How to Create a Toad House
Raking out the garden in the spring before planting often reveals land exploding with life. Toads, and plenty of them, ranging from tiny half-inchers to beefy, three-inch beasts, can find refuge in the damp leaves and detritus blanketing the ground. Although most of us don’t give much thought to the humble toad in the garden, their presence is more than welcome, as each of these cute little guys make gardening easier by eating thousands of insects over the course of the growing season. I may occasionally disrupt their home, but I want these pest-eating amphibians to stick around. Encouraging toads to the garden is all about providing them with safe, comfortable digs. It’s time to add a toad house to the garden.
At its simplest, a toad house is a shelter where toads may lounge, protected from the sun and potential predators. Left to fend for themselves, toads will seek out fallen branches, leaf piles or other spots with nearby access to water and food. Once they have settled on a home, they will return year after year to patrol the yard, gobbling up garden pests like grubs, slugs and insects.
Selecting a toad house. Toad houses come in many shapes and sizes. Although a variety of fancy houses can be purchased to add a bit of elegance to the garden, toads aren’t quite so particular. A simple toad house can be constructed from just about any small, opaque vessel with an opening large enough to accommodate its residents.
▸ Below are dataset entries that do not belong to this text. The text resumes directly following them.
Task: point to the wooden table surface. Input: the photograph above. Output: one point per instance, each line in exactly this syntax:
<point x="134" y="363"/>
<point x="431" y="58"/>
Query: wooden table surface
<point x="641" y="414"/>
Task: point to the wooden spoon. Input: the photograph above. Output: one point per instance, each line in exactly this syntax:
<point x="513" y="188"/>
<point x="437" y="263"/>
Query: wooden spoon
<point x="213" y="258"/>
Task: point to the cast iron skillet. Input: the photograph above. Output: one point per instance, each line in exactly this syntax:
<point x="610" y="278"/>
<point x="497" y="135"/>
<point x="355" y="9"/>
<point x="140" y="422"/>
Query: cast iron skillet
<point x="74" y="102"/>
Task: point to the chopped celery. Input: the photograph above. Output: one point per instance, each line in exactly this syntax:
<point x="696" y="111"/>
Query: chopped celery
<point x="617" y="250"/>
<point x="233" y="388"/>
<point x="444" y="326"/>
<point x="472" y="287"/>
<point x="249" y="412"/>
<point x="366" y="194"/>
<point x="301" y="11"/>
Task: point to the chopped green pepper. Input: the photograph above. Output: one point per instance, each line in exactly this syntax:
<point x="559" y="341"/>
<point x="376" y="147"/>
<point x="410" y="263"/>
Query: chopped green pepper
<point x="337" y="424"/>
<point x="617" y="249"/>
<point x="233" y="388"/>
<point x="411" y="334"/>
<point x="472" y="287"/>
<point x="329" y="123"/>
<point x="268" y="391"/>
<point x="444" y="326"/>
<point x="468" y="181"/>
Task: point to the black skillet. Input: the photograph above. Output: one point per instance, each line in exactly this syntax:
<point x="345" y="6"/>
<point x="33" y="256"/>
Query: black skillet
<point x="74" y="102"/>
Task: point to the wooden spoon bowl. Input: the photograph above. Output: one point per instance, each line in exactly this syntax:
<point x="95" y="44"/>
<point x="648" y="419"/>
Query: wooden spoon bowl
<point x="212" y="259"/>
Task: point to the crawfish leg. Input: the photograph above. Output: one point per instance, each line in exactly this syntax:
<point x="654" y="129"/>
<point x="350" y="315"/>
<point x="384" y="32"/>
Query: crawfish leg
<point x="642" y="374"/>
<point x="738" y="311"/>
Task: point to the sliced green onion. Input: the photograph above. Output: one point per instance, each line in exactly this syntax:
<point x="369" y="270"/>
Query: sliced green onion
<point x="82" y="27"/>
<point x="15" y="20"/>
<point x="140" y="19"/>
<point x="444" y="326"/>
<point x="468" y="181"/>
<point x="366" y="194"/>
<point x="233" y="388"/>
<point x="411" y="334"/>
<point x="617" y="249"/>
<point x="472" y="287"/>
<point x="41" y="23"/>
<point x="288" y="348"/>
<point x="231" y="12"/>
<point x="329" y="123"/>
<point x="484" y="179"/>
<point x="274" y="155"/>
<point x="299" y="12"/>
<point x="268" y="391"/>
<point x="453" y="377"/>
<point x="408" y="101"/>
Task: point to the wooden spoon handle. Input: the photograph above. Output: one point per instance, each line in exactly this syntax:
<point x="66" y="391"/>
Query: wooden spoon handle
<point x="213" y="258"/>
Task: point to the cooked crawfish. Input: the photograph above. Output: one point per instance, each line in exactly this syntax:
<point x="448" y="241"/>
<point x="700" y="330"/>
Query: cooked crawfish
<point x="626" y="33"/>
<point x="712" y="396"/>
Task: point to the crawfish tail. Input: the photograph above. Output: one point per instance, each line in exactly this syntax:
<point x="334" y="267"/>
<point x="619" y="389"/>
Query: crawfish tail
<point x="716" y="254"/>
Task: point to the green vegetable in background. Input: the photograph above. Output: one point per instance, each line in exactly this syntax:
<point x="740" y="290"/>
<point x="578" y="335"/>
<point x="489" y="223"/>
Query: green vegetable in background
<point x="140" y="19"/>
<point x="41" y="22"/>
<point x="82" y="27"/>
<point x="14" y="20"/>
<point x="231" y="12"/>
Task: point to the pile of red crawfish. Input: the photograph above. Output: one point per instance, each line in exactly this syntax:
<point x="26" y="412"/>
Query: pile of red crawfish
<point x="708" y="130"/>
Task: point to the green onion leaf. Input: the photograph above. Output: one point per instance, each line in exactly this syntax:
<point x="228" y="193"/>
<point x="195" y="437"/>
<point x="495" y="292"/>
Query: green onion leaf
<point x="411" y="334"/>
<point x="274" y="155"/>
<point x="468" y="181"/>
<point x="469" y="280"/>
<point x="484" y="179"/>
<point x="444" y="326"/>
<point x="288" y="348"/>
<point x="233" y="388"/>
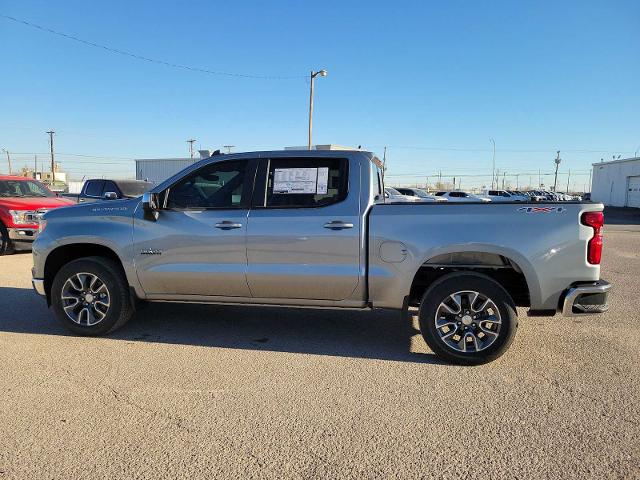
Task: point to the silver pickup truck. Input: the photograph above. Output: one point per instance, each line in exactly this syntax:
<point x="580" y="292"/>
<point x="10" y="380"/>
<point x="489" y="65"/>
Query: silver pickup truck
<point x="312" y="229"/>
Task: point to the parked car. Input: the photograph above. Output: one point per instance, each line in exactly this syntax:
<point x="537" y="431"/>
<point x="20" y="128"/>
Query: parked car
<point x="458" y="196"/>
<point x="420" y="194"/>
<point x="394" y="196"/>
<point x="534" y="196"/>
<point x="306" y="229"/>
<point x="23" y="202"/>
<point x="503" y="196"/>
<point x="105" y="189"/>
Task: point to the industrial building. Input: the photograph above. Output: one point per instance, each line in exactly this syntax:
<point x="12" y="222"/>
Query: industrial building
<point x="156" y="170"/>
<point x="617" y="183"/>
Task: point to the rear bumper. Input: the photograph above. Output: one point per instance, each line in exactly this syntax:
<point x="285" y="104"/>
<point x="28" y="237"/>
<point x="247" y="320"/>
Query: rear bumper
<point x="38" y="286"/>
<point x="586" y="298"/>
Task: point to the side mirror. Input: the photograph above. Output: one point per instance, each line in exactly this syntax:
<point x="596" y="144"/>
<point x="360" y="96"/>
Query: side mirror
<point x="151" y="206"/>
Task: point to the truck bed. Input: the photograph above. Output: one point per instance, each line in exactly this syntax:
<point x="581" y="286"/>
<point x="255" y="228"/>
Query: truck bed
<point x="543" y="240"/>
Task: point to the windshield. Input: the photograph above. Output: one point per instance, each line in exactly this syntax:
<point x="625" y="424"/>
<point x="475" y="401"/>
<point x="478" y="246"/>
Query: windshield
<point x="23" y="189"/>
<point x="134" y="188"/>
<point x="420" y="193"/>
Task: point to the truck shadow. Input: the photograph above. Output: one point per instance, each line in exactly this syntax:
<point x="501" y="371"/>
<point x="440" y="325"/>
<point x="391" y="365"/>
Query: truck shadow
<point x="382" y="335"/>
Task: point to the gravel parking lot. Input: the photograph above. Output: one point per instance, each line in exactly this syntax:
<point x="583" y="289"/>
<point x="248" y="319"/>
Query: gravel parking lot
<point x="187" y="391"/>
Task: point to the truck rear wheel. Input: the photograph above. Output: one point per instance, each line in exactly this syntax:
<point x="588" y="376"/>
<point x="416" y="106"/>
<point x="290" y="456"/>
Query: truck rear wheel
<point x="90" y="296"/>
<point x="467" y="318"/>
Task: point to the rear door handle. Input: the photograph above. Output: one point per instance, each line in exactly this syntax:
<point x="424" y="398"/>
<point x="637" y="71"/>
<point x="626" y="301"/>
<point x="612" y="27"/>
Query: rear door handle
<point x="228" y="225"/>
<point x="338" y="225"/>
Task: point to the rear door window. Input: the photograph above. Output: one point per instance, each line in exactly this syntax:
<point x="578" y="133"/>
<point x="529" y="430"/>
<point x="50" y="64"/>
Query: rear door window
<point x="110" y="186"/>
<point x="94" y="188"/>
<point x="306" y="182"/>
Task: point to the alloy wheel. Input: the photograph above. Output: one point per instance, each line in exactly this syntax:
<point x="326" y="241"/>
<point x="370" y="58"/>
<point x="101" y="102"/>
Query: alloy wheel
<point x="468" y="321"/>
<point x="85" y="299"/>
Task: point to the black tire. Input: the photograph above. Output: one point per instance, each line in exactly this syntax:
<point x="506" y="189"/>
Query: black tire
<point x="109" y="273"/>
<point x="5" y="243"/>
<point x="456" y="282"/>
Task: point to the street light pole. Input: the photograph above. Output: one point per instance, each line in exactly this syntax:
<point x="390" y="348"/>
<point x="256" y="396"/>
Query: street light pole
<point x="555" y="181"/>
<point x="190" y="142"/>
<point x="493" y="175"/>
<point x="8" y="159"/>
<point x="53" y="164"/>
<point x="322" y="73"/>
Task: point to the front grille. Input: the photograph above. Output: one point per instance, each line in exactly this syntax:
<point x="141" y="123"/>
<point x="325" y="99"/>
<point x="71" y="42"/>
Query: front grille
<point x="36" y="215"/>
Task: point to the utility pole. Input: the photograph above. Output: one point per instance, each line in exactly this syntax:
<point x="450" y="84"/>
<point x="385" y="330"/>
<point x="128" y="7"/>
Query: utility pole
<point x="313" y="75"/>
<point x="8" y="159"/>
<point x="555" y="181"/>
<point x="190" y="142"/>
<point x="384" y="161"/>
<point x="53" y="165"/>
<point x="493" y="176"/>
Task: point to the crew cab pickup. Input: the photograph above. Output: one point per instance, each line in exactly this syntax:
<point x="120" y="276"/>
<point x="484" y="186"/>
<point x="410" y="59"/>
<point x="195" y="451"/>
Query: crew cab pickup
<point x="312" y="229"/>
<point x="23" y="202"/>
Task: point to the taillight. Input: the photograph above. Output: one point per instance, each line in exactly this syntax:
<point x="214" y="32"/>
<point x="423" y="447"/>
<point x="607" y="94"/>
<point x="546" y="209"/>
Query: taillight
<point x="594" y="220"/>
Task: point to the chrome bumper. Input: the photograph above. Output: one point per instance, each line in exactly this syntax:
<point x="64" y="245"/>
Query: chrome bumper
<point x="586" y="298"/>
<point x="38" y="286"/>
<point x="22" y="234"/>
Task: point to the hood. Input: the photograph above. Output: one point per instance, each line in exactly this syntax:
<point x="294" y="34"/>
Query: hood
<point x="34" y="203"/>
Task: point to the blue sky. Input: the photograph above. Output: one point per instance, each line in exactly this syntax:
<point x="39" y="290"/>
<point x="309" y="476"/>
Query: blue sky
<point x="441" y="77"/>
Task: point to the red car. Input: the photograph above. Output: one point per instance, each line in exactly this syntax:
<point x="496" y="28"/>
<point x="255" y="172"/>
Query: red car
<point x="23" y="201"/>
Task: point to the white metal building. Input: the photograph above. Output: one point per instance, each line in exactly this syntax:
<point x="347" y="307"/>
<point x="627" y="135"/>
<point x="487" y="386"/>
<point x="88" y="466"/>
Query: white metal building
<point x="157" y="170"/>
<point x="617" y="183"/>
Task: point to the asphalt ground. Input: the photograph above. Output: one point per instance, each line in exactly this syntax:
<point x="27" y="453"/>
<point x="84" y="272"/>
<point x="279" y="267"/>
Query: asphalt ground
<point x="189" y="391"/>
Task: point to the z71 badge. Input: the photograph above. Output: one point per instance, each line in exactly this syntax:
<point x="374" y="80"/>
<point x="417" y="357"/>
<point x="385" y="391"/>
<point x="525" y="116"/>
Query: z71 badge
<point x="542" y="209"/>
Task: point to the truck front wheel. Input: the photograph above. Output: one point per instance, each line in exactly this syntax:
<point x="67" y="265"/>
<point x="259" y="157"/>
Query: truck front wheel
<point x="467" y="318"/>
<point x="90" y="296"/>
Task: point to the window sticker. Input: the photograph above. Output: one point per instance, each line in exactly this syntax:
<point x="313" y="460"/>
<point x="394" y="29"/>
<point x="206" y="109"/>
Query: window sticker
<point x="323" y="180"/>
<point x="300" y="180"/>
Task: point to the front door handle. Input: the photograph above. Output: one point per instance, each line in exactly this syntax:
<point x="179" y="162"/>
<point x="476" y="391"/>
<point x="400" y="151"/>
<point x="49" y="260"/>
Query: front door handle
<point x="338" y="225"/>
<point x="227" y="225"/>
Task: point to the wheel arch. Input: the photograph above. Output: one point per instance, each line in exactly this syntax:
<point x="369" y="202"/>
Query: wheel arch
<point x="512" y="271"/>
<point x="64" y="254"/>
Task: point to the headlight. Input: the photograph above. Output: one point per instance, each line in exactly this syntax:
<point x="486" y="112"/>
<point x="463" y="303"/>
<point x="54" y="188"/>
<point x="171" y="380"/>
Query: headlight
<point x="22" y="217"/>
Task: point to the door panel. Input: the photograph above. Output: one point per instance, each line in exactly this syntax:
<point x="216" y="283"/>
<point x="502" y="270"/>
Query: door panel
<point x="310" y="252"/>
<point x="197" y="246"/>
<point x="184" y="253"/>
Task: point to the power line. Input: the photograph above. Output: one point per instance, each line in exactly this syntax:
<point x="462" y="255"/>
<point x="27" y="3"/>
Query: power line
<point x="148" y="59"/>
<point x="456" y="149"/>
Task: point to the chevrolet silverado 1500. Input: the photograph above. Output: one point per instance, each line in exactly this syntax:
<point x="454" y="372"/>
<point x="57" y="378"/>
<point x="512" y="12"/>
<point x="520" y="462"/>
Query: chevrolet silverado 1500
<point x="312" y="229"/>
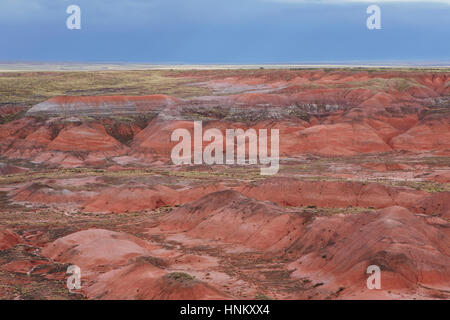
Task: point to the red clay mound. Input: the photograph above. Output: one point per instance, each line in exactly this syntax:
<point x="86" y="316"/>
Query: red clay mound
<point x="101" y="105"/>
<point x="10" y="169"/>
<point x="119" y="266"/>
<point x="43" y="193"/>
<point x="120" y="200"/>
<point x="409" y="251"/>
<point x="8" y="239"/>
<point x="431" y="135"/>
<point x="332" y="194"/>
<point x="97" y="248"/>
<point x="343" y="139"/>
<point x="231" y="217"/>
<point x="437" y="203"/>
<point x="86" y="137"/>
<point x="153" y="142"/>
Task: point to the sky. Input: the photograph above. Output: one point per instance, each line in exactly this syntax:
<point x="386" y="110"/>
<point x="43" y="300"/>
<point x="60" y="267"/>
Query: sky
<point x="225" y="31"/>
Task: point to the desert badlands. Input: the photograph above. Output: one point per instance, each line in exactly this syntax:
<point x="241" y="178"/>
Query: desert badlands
<point x="87" y="180"/>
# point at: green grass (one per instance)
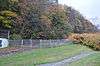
(92, 60)
(41, 56)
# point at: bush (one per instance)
(90, 40)
(15, 37)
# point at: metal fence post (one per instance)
(22, 43)
(30, 42)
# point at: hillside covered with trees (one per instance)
(41, 19)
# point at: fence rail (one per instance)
(38, 43)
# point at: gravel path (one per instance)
(66, 62)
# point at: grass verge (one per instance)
(42, 56)
(92, 60)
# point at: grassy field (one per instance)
(92, 60)
(41, 56)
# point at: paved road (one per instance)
(66, 62)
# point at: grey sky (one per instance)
(89, 8)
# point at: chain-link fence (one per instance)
(38, 43)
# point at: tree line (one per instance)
(39, 19)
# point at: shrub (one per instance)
(90, 40)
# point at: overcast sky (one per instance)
(89, 8)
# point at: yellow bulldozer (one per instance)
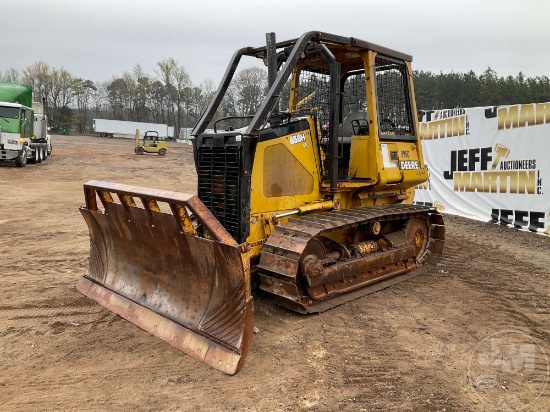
(151, 143)
(310, 200)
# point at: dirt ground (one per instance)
(411, 347)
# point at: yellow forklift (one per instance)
(151, 143)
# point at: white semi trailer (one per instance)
(121, 128)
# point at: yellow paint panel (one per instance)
(284, 175)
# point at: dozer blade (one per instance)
(187, 286)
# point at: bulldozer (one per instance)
(311, 201)
(151, 143)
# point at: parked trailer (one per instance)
(23, 133)
(120, 128)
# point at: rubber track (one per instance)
(283, 248)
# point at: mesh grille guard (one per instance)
(222, 185)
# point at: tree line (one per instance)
(170, 96)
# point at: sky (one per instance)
(100, 39)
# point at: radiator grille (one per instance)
(219, 183)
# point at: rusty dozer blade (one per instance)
(187, 286)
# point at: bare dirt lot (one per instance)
(405, 348)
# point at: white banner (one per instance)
(489, 163)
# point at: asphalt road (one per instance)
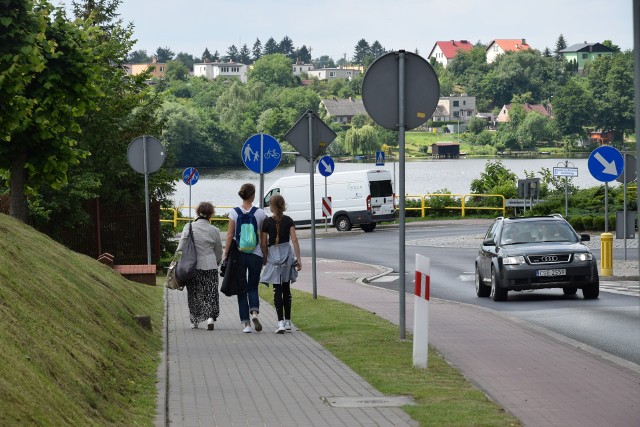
(610, 324)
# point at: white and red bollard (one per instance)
(421, 313)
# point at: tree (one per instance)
(206, 55)
(51, 81)
(573, 107)
(244, 56)
(324, 62)
(285, 47)
(272, 70)
(257, 50)
(560, 45)
(270, 47)
(139, 57)
(611, 83)
(232, 53)
(186, 59)
(164, 54)
(303, 55)
(361, 52)
(377, 50)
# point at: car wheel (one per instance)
(343, 223)
(481, 289)
(497, 293)
(368, 227)
(593, 290)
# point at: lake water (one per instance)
(220, 186)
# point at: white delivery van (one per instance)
(358, 198)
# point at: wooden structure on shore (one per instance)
(445, 150)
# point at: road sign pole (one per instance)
(146, 196)
(313, 208)
(401, 128)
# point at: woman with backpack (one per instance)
(278, 237)
(245, 222)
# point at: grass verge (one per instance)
(71, 351)
(371, 347)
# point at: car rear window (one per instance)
(380, 188)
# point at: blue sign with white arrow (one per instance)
(261, 153)
(325, 166)
(605, 163)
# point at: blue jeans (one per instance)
(249, 301)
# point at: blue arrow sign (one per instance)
(325, 166)
(190, 176)
(605, 163)
(261, 153)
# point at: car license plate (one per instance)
(550, 273)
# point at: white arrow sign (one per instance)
(609, 167)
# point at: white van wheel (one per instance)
(343, 223)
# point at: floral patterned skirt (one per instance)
(203, 297)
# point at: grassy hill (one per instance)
(71, 351)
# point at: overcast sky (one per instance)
(334, 27)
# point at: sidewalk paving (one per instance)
(224, 377)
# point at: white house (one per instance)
(444, 51)
(213, 70)
(500, 46)
(452, 108)
(333, 73)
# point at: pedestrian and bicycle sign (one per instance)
(261, 153)
(326, 166)
(565, 171)
(190, 176)
(326, 207)
(605, 163)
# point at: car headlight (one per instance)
(513, 260)
(583, 257)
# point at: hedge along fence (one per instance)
(593, 222)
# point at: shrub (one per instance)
(587, 222)
(576, 222)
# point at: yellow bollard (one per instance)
(606, 254)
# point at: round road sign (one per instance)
(381, 93)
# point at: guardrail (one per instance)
(176, 218)
(463, 208)
(461, 197)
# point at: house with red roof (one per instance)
(500, 46)
(503, 116)
(445, 51)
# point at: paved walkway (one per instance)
(227, 378)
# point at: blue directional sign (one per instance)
(325, 166)
(605, 163)
(190, 176)
(261, 153)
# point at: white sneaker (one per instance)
(256, 322)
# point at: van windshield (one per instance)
(381, 188)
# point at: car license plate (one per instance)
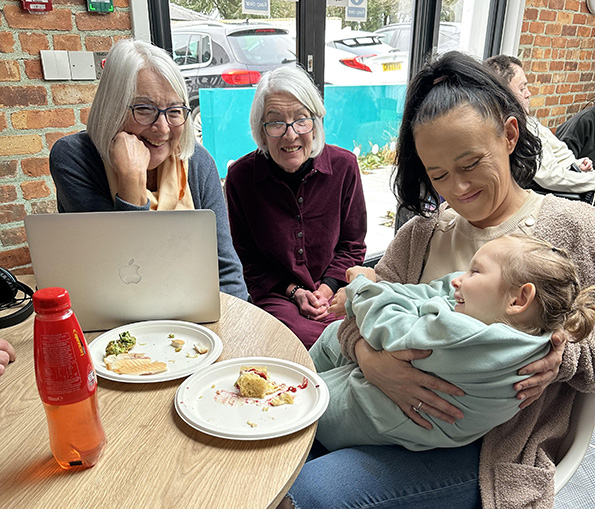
(392, 66)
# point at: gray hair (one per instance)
(117, 89)
(296, 82)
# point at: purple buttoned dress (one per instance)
(284, 236)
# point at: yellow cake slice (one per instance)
(254, 382)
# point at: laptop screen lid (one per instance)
(122, 267)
A coffee can or plastic container will work, but using a container of stone, ceramic or clay will provide better protection against the mid-day heat. If using reclaimed materials, turn the container upside down and cut a “doorway” at least three inches wide for easy access. To fashion a basic house, a flowerpot may be turned on its side and buried halfway in loose soil. Toads like to burrow into the ground and the floor of toad houses should always offer exposed earth in which to dig.
Location is key when establishing toad houses. Find a shady spot adjacent to the garden where they can hunt for protein-rich insects or other prey. Easy access to water is also important to these garden friends and may be as easy as placing a shallow reservoir nearby. Use a trowel to expose bare soil and make sure the house does not rock when bumped. A small handful of leaves may be placed inside the house to provide bedding material. If pets frequent the site, try to place the house where it will be difficult to access. Although most toads are harmless, a few secrete toxins that can make pets sick if ingested.
Once a good spot for your toad house has been established, do not attempt to relocate toads to the new shelter (they will quickly return to their established haunts). In spring and summer months, young toads or adults whose homes have been disrupted will be in the market for new digs. It may take a little time, but eventually this prime piece of real estate will be bustling with tenants delighted to earn their keep by keeping the pest population down in their new neighborhood.